At first I thought this was simply because the Dutch are too practical for high heels. But that practicality fails to explain things like why coffeeshops don't actually sell coffee. Then I reasoned that mayhaps it was because Dutch women are already so tall that any extra height would put them at a disadvantage, because then they would be taller than the men. I revoked that theorem after running into a few belly buttons.

But now that I've been to a few borrels, I can comfortably state that the reason high heels are hard to find is because you can't stand in them for more than an hour, tops. And borrels can last a while.

Borrels, or borreltjes if you want to be cute, are informal get-togethers, complete with nibbles and drinks.
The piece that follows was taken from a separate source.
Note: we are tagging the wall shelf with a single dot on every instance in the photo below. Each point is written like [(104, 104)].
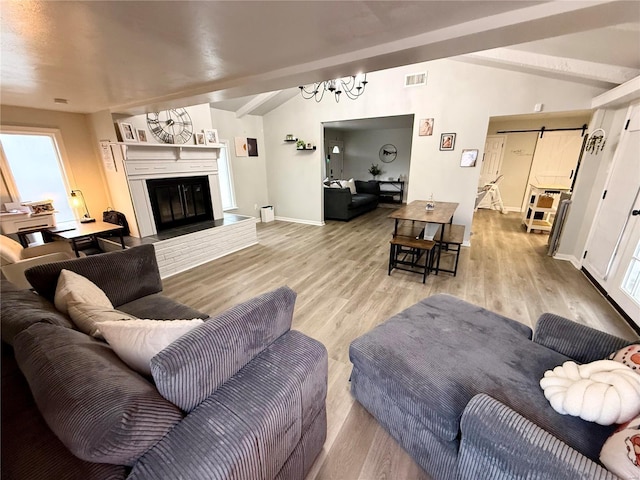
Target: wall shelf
[(538, 215)]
They are usually held by your colleagues and co-workers, rather than your friends (though it helps to be friends with the people you work with), and the distinction is made from a circle party by the fact that everybody is standing. The special tables made for eating from a standing position are usually scattered around, although some of most informal ones don't even have those. You stand, and talk, and eat, but always standing. In fact, you'd better be dead before you're not vertical.

Which wouldn't be so bad if it were just a little while--twenty, thirty minutes. But the prevailing philosophy seems to be that as long as someone else paid for the beer, you might as well finish it, and thus borrels last as long as it takes the most sober man to get buzzed. The Dutch, being Europeans, drink their beer like all the other Europeans, not Americans, which is another way of saying that they sip, rather than glug. Slow drinking and tall guys...you do the math.

Because these get-togethers are relatively impromptu in nature, then--meaning "arranged less than a month in advance"--it behooves women not to wear heels on the off chance that they might be invited to, or drawn into, one and end up standing for hours on end. And that would just be painful.

1 comment:

  1. I think the other reason is not only would Dutch women become taller then the men but they would also be hitting their heads on the ceiling and every door frame they walked through.